Suppose a study finds that a new therapy reduces anxiety scores by 2 points on a 100-point scale, and this result is statistically significant (p = .01). Should you prescribe the therapy? The p-value tells you the result is unlikely to be a fluke, but it says nothing about whether a 2-point reduction is clinically meaningful. This is the gap that effect size fills.
Effect size measures the *magnitude* of a difference or relationship, independent of how many participants were tested. Cohen's d is the most common measure for comparing two means: it expresses the difference in units of the pooled standard deviation. A d of 0.2 is conventionally small, 0.5 medium, and 0.8 large — though these benchmarks are rough guides, not universal standards. What matters is whether the effect is large enough to be practically important in context. Effect sizes, unlike p-values, are comparable across studies even when sample sizes differ, which makes them the currency of meta-analysis.
Statistical power is the flip side of the same coin. Power is the probability that a study will detect a real effect — that it will return p < .05 when a true effect of a given size exists. Power increases with three things: larger sample sizes (more data = more sensitivity), larger true effect sizes (bigger signals are easier to detect), and more lenient significance thresholds (though raising alpha risks more false positives). The conventional target is 80% power, meaning a 1-in-5 chance of missing a real effect. Most psychological studies prior to the 2010s were severely underpowered, with power estimates often below 50%.
Low power has a pernicious side effect beyond just producing false negatives. When an underpowered study does reach significance, it is often because that particular sample happened to overestimate the true effect. This is the "winner's curse": the effect sizes that survive the significance filter are the lucky, inflated ones. This is why large effects from small studies shrink in replication — the original estimate was atypically large, not representative. Pre-registering a power analysis before data collection constrains researcher degrees of freedom and ensures the study is genuinely equipped to answer its research question.

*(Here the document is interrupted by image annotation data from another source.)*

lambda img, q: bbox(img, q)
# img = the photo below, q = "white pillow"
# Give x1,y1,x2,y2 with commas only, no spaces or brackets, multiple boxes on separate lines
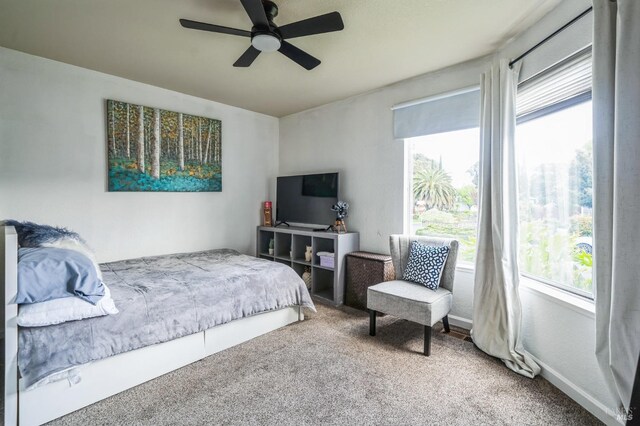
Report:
18,284,119,327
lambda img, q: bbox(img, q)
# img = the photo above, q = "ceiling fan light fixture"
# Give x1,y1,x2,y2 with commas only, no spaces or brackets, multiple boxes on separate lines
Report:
251,34,280,52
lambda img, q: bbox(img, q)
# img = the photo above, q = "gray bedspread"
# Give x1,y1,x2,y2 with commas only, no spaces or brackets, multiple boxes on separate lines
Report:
18,249,315,386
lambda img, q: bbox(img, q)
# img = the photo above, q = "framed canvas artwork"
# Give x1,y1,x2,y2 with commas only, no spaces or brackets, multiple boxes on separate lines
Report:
107,100,222,192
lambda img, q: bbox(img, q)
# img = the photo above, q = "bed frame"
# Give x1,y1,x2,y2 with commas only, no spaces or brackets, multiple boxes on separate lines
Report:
0,227,304,426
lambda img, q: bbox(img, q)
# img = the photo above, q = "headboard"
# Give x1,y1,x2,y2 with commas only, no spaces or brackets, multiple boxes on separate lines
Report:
0,226,18,425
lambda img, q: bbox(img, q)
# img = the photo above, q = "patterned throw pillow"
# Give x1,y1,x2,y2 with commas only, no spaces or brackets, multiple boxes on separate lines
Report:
402,241,449,290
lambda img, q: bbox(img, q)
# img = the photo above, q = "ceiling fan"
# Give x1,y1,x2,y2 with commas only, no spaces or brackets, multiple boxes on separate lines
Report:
180,0,344,70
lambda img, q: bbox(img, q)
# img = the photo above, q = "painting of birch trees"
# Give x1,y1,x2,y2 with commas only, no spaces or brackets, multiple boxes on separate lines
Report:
107,100,222,192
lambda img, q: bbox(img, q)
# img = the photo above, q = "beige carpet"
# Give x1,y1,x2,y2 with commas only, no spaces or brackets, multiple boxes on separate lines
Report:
46,306,599,425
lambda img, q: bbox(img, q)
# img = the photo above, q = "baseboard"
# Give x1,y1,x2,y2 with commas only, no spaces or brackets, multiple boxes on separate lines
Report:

The practical upshot: always report effect sizes alongside p-values. When reading research, ask whether the study was adequately powered, and treat a non-significant result from a small study as uninformative rather than as evidence of no effect. The replication crisis in psychology was driven in large part by the combination of underpowered designs, flexible analysis practices, and publication bias toward significant results — understanding power and effect size is the foundation for reading that literature critically.